Schema Modularity

By Michael Kay on June 20, 2023 at 12:00p.m.

Saxon, ever since we first introduced schema awareness back in 2004, has always worked with a single global schema maintained at the level of the Configuration object. This article discusses the advantages and disadvantages of this approach, and looks at possible alternatives.

Let's start by getting some terminology clear. A schema, in the terminology of the XSD specification, is a set of schema components (such as element declarations and type definitions). Don't confuse it with a schema document, which is an XML document rooted at an xs:schema element. A schema is what you get when you compile a collection of schema documents linked to each other using xs:include and xs:import declarations.

Not every set of schema components constitutes a valid schema. Most obviously you can't have two different components (for example, two type definitions) with the same name, unless they are identical. The XSD specification is a bit fuzzy about what it means for two components to be identical.

This means that in general, you can try and combine two schemas into one by taking their union, but the operation won't always succeed because the two schemas may be found to be inconsistent with each other.

The Global Schema

Saxon currently maintains a global schema at the level of the Configuration object. This means that every time you introduce a new schema, for example by compiling a schema-aware query or stylesheet that has an import schema declaration, or by validating a document against a schema loaded using the SchemaManager API, or referenced using xsi:schemaLocation, the schema components from that schema are added to the global pool, provided they are consistent with the declarations already present in the pool.

These consistency checks are of two kinds:

The main benefit of the global schema approach is that you can always be sure that type annotations in validated instance documents are consistent with types that are mentioned (or inferred) in compiled queries and stylesheets. If a query is compiled believing that element E will always be empty, then you can be sure that every validated instance of E will be empty, because no-one is allowed, between compilation and validation, to add a type definition that extends or redefines E allowing it to be non-empty. That's the theory, anyway.

The most obvious disadvantage of the approach is that an application can't work with two different versions of the same schema. If you want to write a stylesheet that transforms input documents from V1 to V2 of the same schema, you can't import both versions into the same stylesheet, one to validate the input and one to validate the output. In fact, you can't even have both versions in the same Configuration — which means you can't process an input collection containing a mix of different versions (or if you do, you have to forgo validation).

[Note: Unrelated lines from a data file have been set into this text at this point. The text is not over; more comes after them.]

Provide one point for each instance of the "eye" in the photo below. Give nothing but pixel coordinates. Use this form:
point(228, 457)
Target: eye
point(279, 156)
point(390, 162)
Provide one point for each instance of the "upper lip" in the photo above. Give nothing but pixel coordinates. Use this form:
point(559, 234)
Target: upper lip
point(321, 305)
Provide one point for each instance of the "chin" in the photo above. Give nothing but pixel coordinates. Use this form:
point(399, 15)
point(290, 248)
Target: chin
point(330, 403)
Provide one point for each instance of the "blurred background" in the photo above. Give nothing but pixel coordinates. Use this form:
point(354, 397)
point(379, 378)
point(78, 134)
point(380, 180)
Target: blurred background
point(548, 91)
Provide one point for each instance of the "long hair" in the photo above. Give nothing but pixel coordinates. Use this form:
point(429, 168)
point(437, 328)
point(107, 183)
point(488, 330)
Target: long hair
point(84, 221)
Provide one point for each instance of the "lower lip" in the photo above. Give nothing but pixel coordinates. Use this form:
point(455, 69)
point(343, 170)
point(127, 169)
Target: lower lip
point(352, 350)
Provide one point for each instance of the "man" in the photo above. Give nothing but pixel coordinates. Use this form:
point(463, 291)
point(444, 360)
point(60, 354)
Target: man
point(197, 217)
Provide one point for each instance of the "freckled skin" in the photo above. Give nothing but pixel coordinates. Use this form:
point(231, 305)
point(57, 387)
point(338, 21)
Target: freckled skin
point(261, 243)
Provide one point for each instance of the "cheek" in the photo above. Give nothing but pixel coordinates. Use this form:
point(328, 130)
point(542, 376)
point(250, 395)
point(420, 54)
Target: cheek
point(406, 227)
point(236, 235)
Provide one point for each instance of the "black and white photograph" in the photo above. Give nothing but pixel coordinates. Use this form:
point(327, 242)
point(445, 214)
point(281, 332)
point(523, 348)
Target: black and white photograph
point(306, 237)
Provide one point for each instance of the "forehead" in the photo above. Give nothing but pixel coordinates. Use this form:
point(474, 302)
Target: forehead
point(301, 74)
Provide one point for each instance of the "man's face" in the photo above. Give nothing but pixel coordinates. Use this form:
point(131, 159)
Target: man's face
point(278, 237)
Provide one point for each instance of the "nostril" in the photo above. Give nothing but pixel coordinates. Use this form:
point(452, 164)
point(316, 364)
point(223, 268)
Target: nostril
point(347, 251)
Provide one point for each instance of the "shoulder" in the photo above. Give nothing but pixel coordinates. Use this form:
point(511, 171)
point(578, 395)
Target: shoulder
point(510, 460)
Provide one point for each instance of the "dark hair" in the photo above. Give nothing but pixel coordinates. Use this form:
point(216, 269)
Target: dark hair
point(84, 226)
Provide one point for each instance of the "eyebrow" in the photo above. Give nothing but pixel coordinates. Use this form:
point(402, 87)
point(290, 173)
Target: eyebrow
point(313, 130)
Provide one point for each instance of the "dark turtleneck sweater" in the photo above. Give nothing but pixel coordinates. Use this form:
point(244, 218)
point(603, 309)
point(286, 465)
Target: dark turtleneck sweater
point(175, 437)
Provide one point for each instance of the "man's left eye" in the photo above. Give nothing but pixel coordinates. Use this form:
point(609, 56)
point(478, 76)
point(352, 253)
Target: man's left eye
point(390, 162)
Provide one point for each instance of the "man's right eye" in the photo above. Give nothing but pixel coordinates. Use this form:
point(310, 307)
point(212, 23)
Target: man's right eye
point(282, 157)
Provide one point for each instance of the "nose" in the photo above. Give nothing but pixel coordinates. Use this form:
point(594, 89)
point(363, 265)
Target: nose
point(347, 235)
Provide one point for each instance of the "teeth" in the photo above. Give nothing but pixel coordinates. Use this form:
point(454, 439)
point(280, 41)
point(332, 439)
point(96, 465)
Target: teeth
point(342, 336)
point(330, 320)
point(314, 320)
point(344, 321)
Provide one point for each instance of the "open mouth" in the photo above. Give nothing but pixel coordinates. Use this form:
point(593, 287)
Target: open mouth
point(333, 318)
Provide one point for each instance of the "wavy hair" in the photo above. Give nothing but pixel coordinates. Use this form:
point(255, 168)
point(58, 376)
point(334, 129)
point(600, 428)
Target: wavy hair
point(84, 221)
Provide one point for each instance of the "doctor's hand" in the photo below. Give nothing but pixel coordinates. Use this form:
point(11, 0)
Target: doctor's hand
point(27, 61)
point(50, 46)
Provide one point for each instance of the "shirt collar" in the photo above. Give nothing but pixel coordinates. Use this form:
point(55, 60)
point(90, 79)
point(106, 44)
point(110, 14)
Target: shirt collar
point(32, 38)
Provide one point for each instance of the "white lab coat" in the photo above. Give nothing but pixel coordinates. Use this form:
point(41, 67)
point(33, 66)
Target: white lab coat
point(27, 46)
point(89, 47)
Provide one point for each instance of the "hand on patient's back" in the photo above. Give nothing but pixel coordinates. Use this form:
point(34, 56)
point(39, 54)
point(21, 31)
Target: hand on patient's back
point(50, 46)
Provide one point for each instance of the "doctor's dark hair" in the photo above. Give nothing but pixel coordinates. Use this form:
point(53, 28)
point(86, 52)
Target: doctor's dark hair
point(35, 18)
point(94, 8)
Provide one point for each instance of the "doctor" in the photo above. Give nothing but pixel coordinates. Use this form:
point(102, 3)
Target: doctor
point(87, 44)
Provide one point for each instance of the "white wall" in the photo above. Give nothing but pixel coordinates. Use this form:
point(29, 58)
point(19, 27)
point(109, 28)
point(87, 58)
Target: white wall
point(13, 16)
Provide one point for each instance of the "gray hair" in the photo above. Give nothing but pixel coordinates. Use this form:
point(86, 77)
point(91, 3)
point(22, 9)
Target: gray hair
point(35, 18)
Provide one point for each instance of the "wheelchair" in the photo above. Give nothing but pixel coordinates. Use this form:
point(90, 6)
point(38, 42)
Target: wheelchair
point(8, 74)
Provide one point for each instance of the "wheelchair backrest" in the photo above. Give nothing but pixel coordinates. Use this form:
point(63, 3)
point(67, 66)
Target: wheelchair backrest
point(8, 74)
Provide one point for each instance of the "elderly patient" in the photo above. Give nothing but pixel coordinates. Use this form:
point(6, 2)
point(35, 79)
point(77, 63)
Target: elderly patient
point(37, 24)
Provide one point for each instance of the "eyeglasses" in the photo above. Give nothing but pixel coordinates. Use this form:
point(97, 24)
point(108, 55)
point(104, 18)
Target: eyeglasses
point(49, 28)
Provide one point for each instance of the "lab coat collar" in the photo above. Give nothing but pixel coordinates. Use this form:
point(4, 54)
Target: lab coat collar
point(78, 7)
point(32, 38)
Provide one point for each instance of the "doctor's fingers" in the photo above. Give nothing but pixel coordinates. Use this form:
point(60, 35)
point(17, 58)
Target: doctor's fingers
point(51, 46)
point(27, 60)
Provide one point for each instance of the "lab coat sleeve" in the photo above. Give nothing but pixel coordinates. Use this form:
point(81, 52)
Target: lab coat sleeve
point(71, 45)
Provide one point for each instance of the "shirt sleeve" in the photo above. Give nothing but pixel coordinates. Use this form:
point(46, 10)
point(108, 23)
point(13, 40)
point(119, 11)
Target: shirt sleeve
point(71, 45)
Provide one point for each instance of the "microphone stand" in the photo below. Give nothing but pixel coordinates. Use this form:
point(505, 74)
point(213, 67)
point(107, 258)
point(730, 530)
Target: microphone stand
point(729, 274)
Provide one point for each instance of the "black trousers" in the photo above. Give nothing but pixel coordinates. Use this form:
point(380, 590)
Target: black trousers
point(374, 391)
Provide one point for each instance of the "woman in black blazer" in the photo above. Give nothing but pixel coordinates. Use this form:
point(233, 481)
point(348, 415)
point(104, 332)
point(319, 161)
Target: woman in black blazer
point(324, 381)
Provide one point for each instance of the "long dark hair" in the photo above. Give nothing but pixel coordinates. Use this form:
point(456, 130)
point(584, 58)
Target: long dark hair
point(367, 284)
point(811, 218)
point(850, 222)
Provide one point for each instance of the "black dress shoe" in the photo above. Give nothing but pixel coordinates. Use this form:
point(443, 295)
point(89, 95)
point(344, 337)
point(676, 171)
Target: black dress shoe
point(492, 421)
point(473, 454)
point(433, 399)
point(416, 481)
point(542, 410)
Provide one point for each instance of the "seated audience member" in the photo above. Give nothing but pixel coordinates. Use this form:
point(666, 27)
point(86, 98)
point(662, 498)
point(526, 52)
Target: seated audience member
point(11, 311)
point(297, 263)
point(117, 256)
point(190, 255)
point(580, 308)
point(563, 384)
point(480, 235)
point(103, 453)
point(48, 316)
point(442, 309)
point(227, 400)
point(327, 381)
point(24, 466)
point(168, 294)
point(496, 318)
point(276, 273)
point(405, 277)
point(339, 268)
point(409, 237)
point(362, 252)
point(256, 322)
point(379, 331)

There are other less obvious disadvantages. One of them is revealed by a recent embarrassing bug where we discovered that schema compilation isn't thread safe: you can't reliably run two schema compilations within a single Configuration at the same time. We've patched that by adding some locking, but it's an imperfect solution because the lock is rather coarse-grained. We need to find a better solution, and that gives us an opportunity to re-examine the design and see whether we can fix some other long-standing issues at the same time.

Another outstanding issue is a long-standing bug #3531, concerning a situation where two independently-loaded schemas X and Y both extend the same substitution group. This has remained outstanding because we have had no reports of users being affected by it; but it remains an unsatisfactory state of affairs.

The X+Y Problem

Suppose that X and Y are valid schemas. Then we've already seen that their union, which I will call X+Y, is not necessarily a valid schema; their declarations might be inconsistent. Apart from the obvious inconsistencies where X and Y contain different elements or types with the same name, there can be much more subtle inconsistencies:

It doesn't really help that all these situations are rare. Should the processor simply ignore the problem and hope it doesn't happen? For the first three cases above, Saxon prevents the situation occurring, which imposes an inconvenience on users who are actually doing something completely safe. For the final case (wildcards), Saxon ignores the problem, which creates the theoretical risk that queries and stylesheets are not type-safe: a document that has been validated against a type T might not satisfy all the contraints that the query or stylesheet processor assumes to be true for any valid instance of T.

An Alternative: Modular Schemas

Let's consider an alternative model, where instead of adding all schema components to a single global schema at Configuration level, we keep schemas independent and modular. So two stylesheets that import different schema documents have separate unrelated schemas, and there are no requirements that the two schemas should be consistent with each other.

The challenge now is to ensure that a source document validated against a schema S1 is consistent with a stylesheet that imports schema S2. If the two schemas are identical, there's no problem (and it's not too hard to detect that they are identical, for example if they load the same schema document as their starting point).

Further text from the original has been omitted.